Day two of Capricon was busy. I haven't been going much to conventions for the last few years -- I used to go to one every few months. And they're great, but they also eat time -- I basically didn't get to do anything yesterday except the convention, and I have SO MUCH e-mail (some of it urgent) that I really have to get through. This afternoon, hopefully, I can at least respond to the urgent mails. My schedule for this morning is watch the kids 'til 8:30, get dressed, leave at 9 to drive up, be on my panel @ 10, drive back down, meet Pam @ 12:30 at an open house to check it out for a friend who doesn't live in Oak Park but I'm hoping might move here, meet a Northwestern student @ 1:00 to be interviewed, and then come home. After that, it's just splitting childcare and housework with Kev for the rest of the day, so with any luck, I can find some e-mail time in there. Although the house also needs deep cleaning. Ditto the children.
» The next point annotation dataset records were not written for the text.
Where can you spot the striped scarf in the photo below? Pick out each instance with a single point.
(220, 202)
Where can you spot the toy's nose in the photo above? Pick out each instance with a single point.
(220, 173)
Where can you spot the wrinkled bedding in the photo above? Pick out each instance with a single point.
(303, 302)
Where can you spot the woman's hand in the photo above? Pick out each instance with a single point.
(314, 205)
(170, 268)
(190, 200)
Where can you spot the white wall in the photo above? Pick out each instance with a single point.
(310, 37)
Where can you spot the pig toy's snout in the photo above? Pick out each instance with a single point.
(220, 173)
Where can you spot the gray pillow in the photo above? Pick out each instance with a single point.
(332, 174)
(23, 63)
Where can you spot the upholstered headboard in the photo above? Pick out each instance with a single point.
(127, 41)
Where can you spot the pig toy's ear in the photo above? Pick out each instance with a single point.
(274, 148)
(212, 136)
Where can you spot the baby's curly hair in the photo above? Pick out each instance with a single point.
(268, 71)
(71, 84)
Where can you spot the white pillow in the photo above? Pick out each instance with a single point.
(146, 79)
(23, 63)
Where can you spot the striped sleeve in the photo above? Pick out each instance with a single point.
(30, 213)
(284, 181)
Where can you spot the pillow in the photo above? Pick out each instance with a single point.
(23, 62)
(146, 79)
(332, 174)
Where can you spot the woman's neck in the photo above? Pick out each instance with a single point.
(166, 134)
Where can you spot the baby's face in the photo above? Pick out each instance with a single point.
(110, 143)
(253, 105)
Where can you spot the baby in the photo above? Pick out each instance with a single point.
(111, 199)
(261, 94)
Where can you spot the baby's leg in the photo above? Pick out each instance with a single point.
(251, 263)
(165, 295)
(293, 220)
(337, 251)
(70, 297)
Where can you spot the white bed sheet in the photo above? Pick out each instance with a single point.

My panels went well yesterday, and I had some nice conversations with people. I spent some time with John Picacio in the art show, talking about his work, which was really interesting. I hadn't realized that he'd done this cover for Zoo City in response to the whole flap over Justine's Liar cover -- good for him. And that's one of his at right, "The Thirteenth Reality," a cover he did for a YA fantasy novel. The final cover had a lot more color in it (he does great things with saturated color), but John and I both really like this more monochrome version -- that scarf totally pops. I would be delighted to have him do the cover of Rasathi. :-)
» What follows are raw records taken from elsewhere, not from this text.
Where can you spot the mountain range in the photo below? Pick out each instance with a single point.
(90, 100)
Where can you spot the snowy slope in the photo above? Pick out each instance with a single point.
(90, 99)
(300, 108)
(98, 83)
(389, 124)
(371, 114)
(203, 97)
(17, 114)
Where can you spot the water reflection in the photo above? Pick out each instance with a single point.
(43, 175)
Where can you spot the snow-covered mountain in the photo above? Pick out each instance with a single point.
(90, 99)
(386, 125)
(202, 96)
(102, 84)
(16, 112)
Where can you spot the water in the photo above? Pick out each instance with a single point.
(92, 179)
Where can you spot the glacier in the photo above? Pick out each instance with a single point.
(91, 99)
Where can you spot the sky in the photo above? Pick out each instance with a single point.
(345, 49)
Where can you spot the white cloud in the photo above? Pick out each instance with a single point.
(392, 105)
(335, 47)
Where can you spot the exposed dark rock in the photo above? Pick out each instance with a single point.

I read the opening scene to Rasathi during the Broad Universe rapid-fire reading -- there were only four of us, so I had fifteen minutes to play with. Hooray for Broad Universe -- if I actually publish this book, I'll have to join again. It read well! The audience laughed a lot, which is great, since I'm always uncertain as to whether my sense of humor is likely to come through (and be funny to other people). I wanted that opening scene (which is sort of an homage to the opening chapters of A Wrinkle in Time) to be charming and funny, with an undercurrent of tension, setting up the magic to come. I think that works. I also wanted to be sure that the magic showed up early enough in the book -- it's about ten minutes (1200 words for me) into reading out loud, which felt like just about the limit, I think. I suspect if I'd read aloud for twenty minutes, and still no magic, my audience might have started to get impatient. Interesting.
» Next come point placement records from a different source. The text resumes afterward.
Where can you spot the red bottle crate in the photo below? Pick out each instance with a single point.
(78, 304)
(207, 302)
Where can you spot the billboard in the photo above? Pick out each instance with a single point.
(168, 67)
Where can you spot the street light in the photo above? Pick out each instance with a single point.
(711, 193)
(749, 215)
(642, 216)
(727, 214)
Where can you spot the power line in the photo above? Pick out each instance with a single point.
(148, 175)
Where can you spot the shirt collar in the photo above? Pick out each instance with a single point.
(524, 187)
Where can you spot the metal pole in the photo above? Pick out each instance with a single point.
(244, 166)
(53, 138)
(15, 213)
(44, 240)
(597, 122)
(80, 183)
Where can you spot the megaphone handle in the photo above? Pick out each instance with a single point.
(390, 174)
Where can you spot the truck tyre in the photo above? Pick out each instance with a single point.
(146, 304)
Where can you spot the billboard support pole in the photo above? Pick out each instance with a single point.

One of the panels I was on was about introducing kids to SF/F, and there were two YA girls (ages perhaps 13 and 16?) in the audience whom we ended up pulling onto the panel. They were so sweet and smart and articulate and enthusiastic about the books they loved (and vociferous about the books they hated, including Twilight, yay) -- it just totally charmed me. I so so so want this book published, so hopefully, girls like these can fall into it. Girls like the girl I used to be.
One last thing. After the panel, a woman came up to me and gave me a sketch she'd done of me while I was reading. I LOVE it. Her name is Siobhan Murphy, and she may be a lawyer by profession, but she also has some serious artist talent. So cool.